Sociedade Brasileira de Cardiologia destaca que o aleitamento materno protege a saúde cardiovascular da mãe e reforça benefícios durante a Semana Mundial da Amamentação.
A amamentação pode reduzir em cerca de 11% o risco de doenças cardiovasculares nas mulheres, segundo a Sociedade Brasileira de Cardiologia (SBC). Além disso, o aleitamento materno está associado à diminuição de 12% no risco de acidente vascular cerebral (AVC) e de 14% na probabilidade de infarto, especialmente entre mulheres que amamentam por períodos mais prolongados.
De acordo com a vice-presidente do Departamento de Cardiologia da Mulher da SBC, Alexandra Oliveira de Mesquita, os estudos apontam benefícios relacionados a aproximadamente 18 meses de amamentação. A especialista ressalta, porém, que isso não significa que mulheres que não amamentam apresentem risco elevado para essas doenças.
Durante a gravidez, o organismo feminino passa por alterações hormonais importantes, como aumento da resistência à insulina e elevação dos níveis de colesterol e lipídios. Já no período de lactação ocorre um chamado “reset metabólico”, processo em que a produção de leite contribui para melhorar a sensibilidade à insulina, reduzir o risco de diabetes e aliviar a sobrecarga sobre o coração, diminuindo a pressão arterial e a frequência cardíaca.
A lactação também estimula a liberação de hormônios como ocitocina, prolactina, glicocorticoides, grelina e hormônio do crescimento, que exercem efeito protetor sobre o músculo cardíaco. A ocitocina, conhecida como “hormônio do amor”, favorece a vasodilatação, melhora a circulação sanguínea e contribui para proteger o coração contra lesões causadas pela falta de oxigênio.
Segundo Alexandra Mesquita, a amamentação ainda auxilia na utilização das reservas de gordura acumuladas durante a gestação, reduzindo fatores de risco associados às doenças cardiovasculares.
A especialista alerta que as doenças cardiovasculares são responsáveis por cerca de 33% das mortes entre mulheres, índice superior ao registrado pelo câncer de mama.
“Muitas pessoas ainda acreditam que o câncer de mama é a principal causa de morte entre mulheres, mas as doenças cardiovasculares matam sete vezes mais”, destacou.

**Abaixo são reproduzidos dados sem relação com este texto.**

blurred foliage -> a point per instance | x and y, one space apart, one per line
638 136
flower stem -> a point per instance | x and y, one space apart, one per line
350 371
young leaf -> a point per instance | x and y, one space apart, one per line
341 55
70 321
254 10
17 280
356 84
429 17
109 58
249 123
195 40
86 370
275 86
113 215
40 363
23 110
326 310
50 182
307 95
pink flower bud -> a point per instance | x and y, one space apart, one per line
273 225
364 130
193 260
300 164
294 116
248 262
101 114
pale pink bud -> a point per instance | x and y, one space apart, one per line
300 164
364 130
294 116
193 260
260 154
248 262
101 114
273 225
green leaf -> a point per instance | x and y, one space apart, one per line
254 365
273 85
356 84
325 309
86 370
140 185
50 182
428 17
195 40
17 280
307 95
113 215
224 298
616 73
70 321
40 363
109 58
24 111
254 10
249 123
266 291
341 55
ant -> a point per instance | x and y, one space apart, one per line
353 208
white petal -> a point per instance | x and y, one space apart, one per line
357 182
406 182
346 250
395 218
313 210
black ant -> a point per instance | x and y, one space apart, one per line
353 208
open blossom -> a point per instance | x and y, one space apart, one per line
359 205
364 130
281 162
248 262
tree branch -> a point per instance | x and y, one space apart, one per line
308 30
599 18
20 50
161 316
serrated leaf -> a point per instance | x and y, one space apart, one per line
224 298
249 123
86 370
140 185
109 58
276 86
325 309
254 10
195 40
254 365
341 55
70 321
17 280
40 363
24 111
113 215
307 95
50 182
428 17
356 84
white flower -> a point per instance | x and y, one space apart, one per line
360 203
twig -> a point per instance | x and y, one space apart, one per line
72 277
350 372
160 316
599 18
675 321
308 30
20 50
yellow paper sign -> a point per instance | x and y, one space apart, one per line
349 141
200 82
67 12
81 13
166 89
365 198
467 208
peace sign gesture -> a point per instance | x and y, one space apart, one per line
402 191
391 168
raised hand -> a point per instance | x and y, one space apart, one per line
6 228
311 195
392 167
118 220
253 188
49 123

Além dos fatores de risco comuns a homens e mulheres, como diabetes, hipertensão e sedentarismo, as mulheres também apresentam fatores específicos, entre eles menarca precoce ou tardia, menopausa antes dos 45 anos, endometriose, síndrome dos ovários policísticos, uso de anticoncepcionais e complicações gestacionais, como hipertensão e diabetes durante a gravidez.
Neste sábado (2), é celebrado o Dia Internacional da Amamentação. A Semana Mundial do Aleitamento Materno 2026 tem como tema “Amamentação para um começo de vida sustentável: Fortaleça o que funciona”, campanha coordenada pela World Alliance for Breastfeeding Action (WABA) e integrada ao Agosto Dourado.
Além da proteção cardiovascular para a mãe, especialistas destacam que o aleitamento materno oferece diversos benefícios para a criança, como fortalecimento da imunidade, melhor desenvolvimento, formação adequada dos dentes, fortalecimento do vínculo afetivo, recuperação mais rápida da mãe no pós-parto, prevenção de tumores, auxílio no planejamento familiar, estímulo a hábitos alimentares saudáveis e redução dos gastos com fórmulas e suplementos infantis.